Un peu plus que 500 mots, excusez-moi...
Hématomes. Début du roman, à l'aube d'une nouvelle journée...

Citation :
Elle s’approcha d’Uther, ‘’son’’ cheval, attaché à un tronc. Elle l’avait volé après 6 mois de vagabondage, lasse de marcher. Lorsqu’elle posa la main sur son encolure, il s’ébroua, puis accepta ses caresses avec un plaisir mal dissimulé. Tandis que ses doigts frottaient la magnifique robe rouanne de l’équidé, le regard de la jeune fille dériva sur les entrelacs de végétation. Des vrilles farandolaient au-dessus des branches les plus basses, en éternel conflit avec le lierre qui tentait de les obstruer. La terre, rendue sèche par le manque d’eau, repoussait avec vaillance l’invasion de buissons touffus. Les arbres s’affrontaient dans un combat immuable pour atteindre le soleil ; les plus faibles, à l’agonie, étaient maintenus par leurs assassins, pas le moins du monde émus par cet ultime signe de prosternation.

Même au cœur des forêts, considérées comme des havres de paix, la mort laissait autour de Liliane un étau de combats et de désolation.

Elle cessa de se lamenter et chercha un moyen de se divertir l’esprit, par des préoccupations futiles de préférence. Son apparence, tiens. Elle réarrangea tant bien que mal ses vêtements déchirés. Elle ôta de ses cheveux brindilles et feuilles, défit les nœuds du bout des doigts, puis les tressa. Soudain, la crasse qui maculait son visage lui pesa. Elle envisagea de se dénicher une rivière, au pire une flaque, puis renonça d’un haussement d’épaule. Qu’importai, après tout ? Tout n’était que simagrées et préjugés : pour le monde, elle n’existait pas. Les rares personnes qu’elle croiserait ne feraient pas attention à elle, énième voyageuse sans importance.

Elle était le fantôme de leurs mémoires, celui qui apparaissait furtivement pour disparaitre aussitôt, et dont ils ne se souvenaient qu’avec une honte cuisante.
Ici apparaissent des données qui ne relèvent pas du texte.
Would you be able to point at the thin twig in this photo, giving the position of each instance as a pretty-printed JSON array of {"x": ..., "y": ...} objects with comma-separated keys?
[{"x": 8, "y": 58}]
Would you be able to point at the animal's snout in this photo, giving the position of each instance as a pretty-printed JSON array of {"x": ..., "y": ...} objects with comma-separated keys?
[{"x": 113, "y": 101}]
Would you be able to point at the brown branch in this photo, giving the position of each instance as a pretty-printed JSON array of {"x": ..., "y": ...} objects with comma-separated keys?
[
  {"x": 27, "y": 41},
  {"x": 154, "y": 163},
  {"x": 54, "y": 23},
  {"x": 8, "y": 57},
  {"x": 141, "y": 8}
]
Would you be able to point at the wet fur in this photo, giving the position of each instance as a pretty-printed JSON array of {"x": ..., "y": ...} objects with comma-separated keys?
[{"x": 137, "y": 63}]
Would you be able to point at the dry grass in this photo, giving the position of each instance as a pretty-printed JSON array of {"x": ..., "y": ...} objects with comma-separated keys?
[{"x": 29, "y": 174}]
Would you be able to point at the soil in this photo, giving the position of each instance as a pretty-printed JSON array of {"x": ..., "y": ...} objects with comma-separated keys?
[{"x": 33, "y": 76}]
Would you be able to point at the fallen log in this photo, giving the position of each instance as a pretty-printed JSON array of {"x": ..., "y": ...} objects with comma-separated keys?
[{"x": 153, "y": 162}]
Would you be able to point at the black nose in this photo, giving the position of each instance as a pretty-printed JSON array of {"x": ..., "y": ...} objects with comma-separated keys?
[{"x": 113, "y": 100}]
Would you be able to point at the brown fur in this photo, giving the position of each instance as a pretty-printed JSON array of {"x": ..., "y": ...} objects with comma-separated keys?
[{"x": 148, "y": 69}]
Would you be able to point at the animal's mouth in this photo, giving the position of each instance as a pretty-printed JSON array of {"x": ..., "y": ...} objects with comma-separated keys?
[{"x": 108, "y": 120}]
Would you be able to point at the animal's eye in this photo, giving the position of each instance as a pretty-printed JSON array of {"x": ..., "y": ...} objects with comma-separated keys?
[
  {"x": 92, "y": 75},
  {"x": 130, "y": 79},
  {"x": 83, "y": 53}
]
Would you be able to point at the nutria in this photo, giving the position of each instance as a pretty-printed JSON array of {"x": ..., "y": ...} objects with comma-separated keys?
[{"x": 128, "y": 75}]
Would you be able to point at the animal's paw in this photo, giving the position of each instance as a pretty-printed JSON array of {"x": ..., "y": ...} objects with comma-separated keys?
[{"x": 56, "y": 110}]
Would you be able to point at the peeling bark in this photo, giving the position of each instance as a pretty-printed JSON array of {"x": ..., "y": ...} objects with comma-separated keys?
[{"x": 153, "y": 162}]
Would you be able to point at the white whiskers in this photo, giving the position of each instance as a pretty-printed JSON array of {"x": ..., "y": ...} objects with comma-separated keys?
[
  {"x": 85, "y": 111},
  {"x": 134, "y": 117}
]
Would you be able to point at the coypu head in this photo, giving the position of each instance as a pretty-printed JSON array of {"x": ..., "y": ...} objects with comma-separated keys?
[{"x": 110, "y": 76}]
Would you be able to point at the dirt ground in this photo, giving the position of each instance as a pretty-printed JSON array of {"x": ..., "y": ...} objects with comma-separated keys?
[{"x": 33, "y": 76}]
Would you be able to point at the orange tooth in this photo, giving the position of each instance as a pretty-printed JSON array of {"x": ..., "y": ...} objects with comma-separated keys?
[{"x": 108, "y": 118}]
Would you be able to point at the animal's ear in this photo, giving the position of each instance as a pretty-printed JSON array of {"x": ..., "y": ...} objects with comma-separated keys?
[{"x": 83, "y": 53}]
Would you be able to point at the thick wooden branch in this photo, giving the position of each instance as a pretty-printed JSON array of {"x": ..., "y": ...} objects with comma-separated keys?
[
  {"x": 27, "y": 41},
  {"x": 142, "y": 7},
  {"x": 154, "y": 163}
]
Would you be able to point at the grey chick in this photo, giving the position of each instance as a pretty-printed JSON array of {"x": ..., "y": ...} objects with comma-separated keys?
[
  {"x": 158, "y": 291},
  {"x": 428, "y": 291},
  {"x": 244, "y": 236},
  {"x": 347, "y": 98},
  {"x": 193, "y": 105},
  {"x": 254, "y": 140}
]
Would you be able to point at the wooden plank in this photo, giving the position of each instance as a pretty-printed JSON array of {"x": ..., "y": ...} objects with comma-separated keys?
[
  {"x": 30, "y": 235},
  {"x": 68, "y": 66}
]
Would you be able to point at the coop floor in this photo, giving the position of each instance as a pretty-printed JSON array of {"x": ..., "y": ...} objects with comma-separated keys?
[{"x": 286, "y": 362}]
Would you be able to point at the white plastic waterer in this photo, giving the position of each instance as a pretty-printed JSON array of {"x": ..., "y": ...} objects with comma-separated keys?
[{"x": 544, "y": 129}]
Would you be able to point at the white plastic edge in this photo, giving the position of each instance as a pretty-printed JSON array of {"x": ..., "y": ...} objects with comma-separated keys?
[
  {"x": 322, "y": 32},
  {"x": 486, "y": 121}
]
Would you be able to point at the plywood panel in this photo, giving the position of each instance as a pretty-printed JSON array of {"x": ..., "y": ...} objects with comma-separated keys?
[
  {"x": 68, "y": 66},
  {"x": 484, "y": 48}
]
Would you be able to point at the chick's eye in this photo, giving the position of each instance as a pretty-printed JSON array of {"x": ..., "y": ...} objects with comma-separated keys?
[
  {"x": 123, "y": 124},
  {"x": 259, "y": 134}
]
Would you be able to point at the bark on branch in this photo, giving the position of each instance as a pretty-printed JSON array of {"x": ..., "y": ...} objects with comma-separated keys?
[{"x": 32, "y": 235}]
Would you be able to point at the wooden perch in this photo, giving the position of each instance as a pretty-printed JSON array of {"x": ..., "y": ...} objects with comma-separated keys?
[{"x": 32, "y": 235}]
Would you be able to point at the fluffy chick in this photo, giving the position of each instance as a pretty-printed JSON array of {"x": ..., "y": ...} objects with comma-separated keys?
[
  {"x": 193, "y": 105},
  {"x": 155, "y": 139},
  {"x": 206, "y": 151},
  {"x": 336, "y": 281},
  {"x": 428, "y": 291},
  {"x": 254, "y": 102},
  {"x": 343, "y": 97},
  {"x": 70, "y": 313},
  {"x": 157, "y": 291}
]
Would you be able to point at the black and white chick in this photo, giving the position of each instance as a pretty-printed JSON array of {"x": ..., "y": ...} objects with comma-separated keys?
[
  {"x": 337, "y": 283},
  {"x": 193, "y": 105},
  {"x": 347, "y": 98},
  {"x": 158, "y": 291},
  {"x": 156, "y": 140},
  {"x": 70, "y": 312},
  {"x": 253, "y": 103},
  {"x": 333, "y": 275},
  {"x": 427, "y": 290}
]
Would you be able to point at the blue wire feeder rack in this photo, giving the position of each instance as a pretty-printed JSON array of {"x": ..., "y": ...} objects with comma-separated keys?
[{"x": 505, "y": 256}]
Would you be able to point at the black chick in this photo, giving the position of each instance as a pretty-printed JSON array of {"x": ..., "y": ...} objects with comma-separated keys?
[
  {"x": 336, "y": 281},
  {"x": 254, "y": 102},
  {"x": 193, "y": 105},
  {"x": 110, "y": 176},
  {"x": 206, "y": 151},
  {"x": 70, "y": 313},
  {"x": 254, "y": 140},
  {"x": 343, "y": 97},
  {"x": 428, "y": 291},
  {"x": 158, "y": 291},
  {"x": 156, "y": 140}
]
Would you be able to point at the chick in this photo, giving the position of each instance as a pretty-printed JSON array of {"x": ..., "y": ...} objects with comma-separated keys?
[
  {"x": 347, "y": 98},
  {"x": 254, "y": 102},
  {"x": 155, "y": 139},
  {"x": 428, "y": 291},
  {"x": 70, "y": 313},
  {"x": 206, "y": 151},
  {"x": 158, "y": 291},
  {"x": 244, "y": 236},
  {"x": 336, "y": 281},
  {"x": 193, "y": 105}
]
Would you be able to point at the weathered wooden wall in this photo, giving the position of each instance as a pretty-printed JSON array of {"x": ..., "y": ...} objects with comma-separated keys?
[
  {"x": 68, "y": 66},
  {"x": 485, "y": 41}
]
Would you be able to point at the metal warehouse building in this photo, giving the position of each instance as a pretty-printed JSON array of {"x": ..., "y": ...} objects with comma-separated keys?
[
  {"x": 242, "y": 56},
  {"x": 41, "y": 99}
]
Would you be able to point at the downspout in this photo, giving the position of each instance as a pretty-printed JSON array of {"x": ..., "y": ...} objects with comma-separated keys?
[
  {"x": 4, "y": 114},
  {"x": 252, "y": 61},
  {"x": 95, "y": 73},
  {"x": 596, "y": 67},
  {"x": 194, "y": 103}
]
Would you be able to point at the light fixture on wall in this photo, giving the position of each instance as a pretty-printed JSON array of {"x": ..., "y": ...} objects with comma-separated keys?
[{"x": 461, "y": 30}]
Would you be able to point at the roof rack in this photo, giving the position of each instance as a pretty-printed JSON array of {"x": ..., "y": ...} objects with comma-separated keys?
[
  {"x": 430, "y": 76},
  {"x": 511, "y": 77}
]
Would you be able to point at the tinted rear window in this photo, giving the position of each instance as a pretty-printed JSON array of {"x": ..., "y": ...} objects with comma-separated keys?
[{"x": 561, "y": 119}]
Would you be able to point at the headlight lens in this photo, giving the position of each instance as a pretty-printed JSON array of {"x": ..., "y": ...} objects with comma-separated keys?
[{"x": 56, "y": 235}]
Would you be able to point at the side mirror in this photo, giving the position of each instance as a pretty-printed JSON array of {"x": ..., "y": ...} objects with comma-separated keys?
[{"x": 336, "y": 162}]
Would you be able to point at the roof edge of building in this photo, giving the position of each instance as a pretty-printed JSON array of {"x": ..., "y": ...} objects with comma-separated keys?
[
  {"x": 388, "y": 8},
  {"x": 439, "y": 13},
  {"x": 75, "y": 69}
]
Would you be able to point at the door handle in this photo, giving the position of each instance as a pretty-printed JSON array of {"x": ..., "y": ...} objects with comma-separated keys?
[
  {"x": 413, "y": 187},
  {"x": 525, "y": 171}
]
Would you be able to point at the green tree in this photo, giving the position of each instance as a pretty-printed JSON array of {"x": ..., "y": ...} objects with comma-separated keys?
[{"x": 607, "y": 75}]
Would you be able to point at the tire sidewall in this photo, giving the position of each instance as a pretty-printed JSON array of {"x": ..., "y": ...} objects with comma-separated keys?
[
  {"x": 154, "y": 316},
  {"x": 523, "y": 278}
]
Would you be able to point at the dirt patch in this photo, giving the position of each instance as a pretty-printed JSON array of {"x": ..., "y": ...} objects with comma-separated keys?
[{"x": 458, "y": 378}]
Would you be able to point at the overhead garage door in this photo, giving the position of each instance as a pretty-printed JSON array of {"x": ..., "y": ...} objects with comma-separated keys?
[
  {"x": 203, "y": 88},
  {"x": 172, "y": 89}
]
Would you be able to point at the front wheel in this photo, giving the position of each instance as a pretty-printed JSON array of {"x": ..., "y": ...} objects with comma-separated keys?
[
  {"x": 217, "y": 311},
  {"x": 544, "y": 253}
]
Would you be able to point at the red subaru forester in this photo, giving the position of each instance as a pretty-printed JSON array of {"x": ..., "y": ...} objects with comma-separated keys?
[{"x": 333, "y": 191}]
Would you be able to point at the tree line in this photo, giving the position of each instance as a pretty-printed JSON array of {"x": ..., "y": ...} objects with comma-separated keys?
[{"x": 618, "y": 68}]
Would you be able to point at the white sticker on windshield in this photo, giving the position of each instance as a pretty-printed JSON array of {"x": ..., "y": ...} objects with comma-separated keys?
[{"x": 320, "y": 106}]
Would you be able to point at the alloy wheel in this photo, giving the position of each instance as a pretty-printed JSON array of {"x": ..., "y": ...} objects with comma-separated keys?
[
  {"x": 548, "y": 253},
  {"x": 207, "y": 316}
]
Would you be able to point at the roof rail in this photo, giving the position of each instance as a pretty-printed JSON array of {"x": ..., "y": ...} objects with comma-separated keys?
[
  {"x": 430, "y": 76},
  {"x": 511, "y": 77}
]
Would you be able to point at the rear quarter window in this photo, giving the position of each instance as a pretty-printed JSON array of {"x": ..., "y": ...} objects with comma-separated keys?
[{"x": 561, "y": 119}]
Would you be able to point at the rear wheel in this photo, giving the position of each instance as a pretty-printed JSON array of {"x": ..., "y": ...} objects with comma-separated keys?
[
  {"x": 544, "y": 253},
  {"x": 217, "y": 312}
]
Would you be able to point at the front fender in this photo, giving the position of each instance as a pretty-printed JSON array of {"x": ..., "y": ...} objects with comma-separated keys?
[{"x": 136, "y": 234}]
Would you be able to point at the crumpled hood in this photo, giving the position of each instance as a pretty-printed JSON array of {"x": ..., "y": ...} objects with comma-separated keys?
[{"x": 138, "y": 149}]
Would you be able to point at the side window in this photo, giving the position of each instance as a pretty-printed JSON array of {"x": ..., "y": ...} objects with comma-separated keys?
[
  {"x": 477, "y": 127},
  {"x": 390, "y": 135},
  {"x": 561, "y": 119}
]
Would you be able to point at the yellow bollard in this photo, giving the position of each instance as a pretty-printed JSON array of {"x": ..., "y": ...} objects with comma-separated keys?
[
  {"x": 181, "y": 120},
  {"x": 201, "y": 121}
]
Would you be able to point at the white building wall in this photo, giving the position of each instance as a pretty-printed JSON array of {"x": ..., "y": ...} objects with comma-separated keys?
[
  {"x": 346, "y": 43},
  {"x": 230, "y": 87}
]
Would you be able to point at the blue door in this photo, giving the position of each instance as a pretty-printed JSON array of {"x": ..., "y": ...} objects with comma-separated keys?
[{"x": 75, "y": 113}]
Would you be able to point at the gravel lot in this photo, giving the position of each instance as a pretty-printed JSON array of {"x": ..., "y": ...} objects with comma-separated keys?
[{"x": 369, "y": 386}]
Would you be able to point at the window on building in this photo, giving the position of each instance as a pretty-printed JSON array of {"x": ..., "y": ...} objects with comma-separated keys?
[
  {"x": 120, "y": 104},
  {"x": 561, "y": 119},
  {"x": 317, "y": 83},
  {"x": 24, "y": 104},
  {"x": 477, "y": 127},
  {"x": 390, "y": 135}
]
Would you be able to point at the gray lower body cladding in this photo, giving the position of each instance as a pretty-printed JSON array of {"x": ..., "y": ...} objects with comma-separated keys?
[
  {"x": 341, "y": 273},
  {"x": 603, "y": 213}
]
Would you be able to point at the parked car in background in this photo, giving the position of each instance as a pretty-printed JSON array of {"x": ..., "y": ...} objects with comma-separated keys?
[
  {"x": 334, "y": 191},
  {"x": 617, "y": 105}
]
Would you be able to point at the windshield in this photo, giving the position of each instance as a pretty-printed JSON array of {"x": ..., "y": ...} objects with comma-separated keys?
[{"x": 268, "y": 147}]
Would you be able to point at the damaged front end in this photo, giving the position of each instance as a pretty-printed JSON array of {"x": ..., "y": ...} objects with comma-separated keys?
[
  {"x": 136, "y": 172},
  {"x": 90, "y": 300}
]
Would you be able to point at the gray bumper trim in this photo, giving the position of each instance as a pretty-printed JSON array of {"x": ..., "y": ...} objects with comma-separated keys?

L’adolescente enterra avec soin les cendres du feu qu’elle avait allumé la veille au soir, et qui s’étaient dispersées durant la nuit. Un geste illusoire, simple réflexe, qui provenait des premières semaines de sa fuite. Alors, son esprit de jeune fille, encore ébranlé par la mort inexpliqué de ses parents, s’imaginait qu’on la traquait. Du moins, elle tentait de se convaincre par cette explication. Elle se savait suivie, son instinct la prévenait en permanence, mais par quoi ? Elle se comportait comme si elle ne s’était aperçue de rien ; au moins, cela lui donnait un avantage sur ce qui la traquait.

Elle posa la main sur la garde de son poignard, et savoura le contact glacial de l’acier.

Liliane récupéra son sac à dos et détacha Uther. Elle sauta sur son dos, attrapa les rênes d’une main, prit son équilibre et le talonna. Il se mit au pas, se laissa conduire entre les arbres par sa cavalière, évitant les troncs avec souplesse. Il avait prit l’habitude des exercices périlleux dans le genre ; il sentait l’humaine, sur son dos, s’adapter avec aisance au relief de la forêt.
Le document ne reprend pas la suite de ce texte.